As autoridades iranianas esclareceram que o entendimento em curso não está vinculado à reabertura ou fechamento do canal e não tem relação com o anúncio feito pelo presidente dos Estados Unidos, Donald Trump, sobre a suspensão de ataques ao Irã. As negociações tratam exclusivamente da criação de uma nova rota no Estreito de Ormuz, que difere das alternativas já discutidas, como a rota norte defendida pelo Irã e a rota sul proposta por Omã em julho.
O porta-voz do Ministério das Relações Exteriores do Irã, Esmail Baghaei, afirmou em pronunciamento à televisão estatal que o país está dialogando apenas com Omã e que não possui qualquer canal de comunicação aberto com os Estados Unidos a respeito de uma possível suspensão de ataques. Essa afirmação contradiz o relato de Trump, que havia mencionado na rede social Truth Social que o Irã e outros países do Oriente Médio haviam solicitado o adiamento de ofensivas após a concordância sobre um entendimento mais abrangente.

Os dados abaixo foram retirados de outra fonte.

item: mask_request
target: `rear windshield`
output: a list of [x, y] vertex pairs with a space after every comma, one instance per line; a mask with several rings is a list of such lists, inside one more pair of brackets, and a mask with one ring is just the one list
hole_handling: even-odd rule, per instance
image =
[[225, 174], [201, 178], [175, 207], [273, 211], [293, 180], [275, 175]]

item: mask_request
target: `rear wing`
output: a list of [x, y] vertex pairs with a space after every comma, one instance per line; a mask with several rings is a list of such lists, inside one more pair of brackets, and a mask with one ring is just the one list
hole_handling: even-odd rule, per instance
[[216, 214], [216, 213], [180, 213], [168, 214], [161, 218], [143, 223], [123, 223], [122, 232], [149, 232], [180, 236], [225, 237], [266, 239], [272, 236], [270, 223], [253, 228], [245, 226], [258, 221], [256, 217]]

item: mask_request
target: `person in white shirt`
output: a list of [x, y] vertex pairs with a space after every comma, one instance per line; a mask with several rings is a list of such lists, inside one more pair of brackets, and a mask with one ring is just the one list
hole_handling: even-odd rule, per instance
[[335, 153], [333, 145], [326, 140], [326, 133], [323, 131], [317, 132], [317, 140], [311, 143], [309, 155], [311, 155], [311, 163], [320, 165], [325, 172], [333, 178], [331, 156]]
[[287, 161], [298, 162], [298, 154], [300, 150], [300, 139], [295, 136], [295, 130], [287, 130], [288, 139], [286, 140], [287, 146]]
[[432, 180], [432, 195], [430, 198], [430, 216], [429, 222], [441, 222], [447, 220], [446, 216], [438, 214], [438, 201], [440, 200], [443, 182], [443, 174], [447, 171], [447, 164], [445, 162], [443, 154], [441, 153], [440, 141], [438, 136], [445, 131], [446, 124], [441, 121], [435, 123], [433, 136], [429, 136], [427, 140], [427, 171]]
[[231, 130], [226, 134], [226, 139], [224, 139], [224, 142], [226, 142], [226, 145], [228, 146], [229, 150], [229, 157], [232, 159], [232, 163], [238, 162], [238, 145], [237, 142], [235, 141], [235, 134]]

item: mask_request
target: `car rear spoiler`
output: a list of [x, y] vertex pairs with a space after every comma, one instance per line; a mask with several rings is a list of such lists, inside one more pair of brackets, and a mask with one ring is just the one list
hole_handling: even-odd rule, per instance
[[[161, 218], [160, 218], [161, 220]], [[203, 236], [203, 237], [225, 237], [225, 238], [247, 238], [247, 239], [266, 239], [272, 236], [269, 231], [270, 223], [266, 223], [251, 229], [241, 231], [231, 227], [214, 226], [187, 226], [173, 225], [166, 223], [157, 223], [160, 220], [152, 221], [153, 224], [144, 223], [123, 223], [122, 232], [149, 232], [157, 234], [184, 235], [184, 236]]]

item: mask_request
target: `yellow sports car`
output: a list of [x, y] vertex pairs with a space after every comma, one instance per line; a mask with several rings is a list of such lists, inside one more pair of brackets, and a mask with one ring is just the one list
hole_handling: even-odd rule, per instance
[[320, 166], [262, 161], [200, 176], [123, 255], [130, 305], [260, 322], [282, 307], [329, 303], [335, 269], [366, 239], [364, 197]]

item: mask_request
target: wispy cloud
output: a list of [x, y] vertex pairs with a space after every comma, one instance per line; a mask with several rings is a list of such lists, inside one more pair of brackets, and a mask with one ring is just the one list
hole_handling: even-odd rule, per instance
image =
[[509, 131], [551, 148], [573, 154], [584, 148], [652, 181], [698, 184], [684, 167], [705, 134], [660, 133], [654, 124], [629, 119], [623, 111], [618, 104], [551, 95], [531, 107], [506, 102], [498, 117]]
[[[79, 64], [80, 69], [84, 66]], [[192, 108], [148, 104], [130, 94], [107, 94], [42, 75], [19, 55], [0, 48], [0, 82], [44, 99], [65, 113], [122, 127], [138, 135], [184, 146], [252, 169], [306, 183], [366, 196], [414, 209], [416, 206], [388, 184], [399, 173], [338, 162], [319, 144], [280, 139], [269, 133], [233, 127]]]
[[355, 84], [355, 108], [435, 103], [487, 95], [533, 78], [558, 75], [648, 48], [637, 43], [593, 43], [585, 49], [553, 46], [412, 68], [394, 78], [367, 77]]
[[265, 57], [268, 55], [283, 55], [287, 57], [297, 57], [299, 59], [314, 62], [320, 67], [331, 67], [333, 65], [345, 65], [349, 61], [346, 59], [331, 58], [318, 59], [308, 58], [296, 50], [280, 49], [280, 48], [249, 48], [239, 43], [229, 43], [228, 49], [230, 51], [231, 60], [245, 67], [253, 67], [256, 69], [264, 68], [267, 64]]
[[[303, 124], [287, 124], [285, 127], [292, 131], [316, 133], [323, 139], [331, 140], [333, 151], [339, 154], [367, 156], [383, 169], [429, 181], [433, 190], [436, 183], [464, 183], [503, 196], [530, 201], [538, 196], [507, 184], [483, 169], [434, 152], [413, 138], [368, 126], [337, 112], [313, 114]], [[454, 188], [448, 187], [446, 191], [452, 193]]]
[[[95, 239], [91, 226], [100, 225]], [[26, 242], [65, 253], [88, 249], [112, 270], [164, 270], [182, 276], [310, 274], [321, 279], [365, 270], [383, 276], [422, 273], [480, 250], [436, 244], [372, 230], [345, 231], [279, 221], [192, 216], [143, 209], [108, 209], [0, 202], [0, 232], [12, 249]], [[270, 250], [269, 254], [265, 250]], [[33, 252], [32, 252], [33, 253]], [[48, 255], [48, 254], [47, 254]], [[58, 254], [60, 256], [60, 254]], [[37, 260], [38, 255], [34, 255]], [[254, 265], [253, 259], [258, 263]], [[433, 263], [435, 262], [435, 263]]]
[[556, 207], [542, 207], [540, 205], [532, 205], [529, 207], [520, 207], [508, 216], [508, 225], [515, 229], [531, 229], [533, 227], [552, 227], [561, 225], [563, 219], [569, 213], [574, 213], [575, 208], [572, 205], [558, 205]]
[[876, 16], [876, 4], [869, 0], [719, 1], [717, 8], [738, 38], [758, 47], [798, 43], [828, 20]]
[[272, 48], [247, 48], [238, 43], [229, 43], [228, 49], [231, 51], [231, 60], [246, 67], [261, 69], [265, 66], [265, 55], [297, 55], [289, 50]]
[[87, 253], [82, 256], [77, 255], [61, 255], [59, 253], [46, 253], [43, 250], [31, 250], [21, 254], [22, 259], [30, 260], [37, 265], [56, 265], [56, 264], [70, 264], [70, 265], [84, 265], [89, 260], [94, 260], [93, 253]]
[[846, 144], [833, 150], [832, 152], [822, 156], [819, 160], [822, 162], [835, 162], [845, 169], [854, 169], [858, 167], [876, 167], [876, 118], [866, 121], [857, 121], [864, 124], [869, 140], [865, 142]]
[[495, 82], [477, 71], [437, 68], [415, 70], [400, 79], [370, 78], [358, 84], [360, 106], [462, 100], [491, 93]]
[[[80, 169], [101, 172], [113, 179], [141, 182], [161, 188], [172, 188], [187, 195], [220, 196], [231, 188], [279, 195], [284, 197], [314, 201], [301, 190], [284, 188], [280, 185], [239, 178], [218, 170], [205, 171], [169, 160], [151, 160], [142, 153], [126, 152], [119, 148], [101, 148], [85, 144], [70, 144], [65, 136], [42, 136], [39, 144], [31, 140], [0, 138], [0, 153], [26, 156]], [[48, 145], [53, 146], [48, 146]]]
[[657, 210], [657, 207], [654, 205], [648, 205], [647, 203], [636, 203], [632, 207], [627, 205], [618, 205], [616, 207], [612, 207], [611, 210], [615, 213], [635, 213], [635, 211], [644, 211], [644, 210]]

O ministro das Relações Exteriores do Irã, Abbas Araghchi, também destacou em um relatório que as negociações com Omã estão em estágio avançado. Baghaei justificou a resistência do Irã à rota sul, atualmente em uso, citando riscos à segurança regional e possíveis prejuízos aos interesses nacionais do país. Ele enfatizou que Teerã manterá suas posições, independentemente das pressões externas.
O Estreito de Ormuz é uma das principais vias de escoamento de petróleo globalmente, representando cerca de 20% do volume transportado por mar antes do início de conflitos entre Irã, Estados Unidos e Israel. Em 12 de julho, o Irã havia decretado o fechamento da rota em resposta a bombardeios americanos, enquanto os Estados Unidos continuam com um bloqueio naval sobre portos e embarcações iranianas na região.
Em um comunicado divulgado neste domingo (2), a agência saudita SPA informou que o príncipe herdeiro saudita, Mohamed bin Salman, entrou em contato por telefone com Trump, solicitando que priorizasse o diálogo para evitar um conflito mais amplo no Oriente Médio. Este apelo ocorreu após o Irã ter ameaçado, na sexta-feira (31), retaliar fazendo os vizinhos árabes "arderem no fogo da guerra" em caso de um ataque americano em grande escala.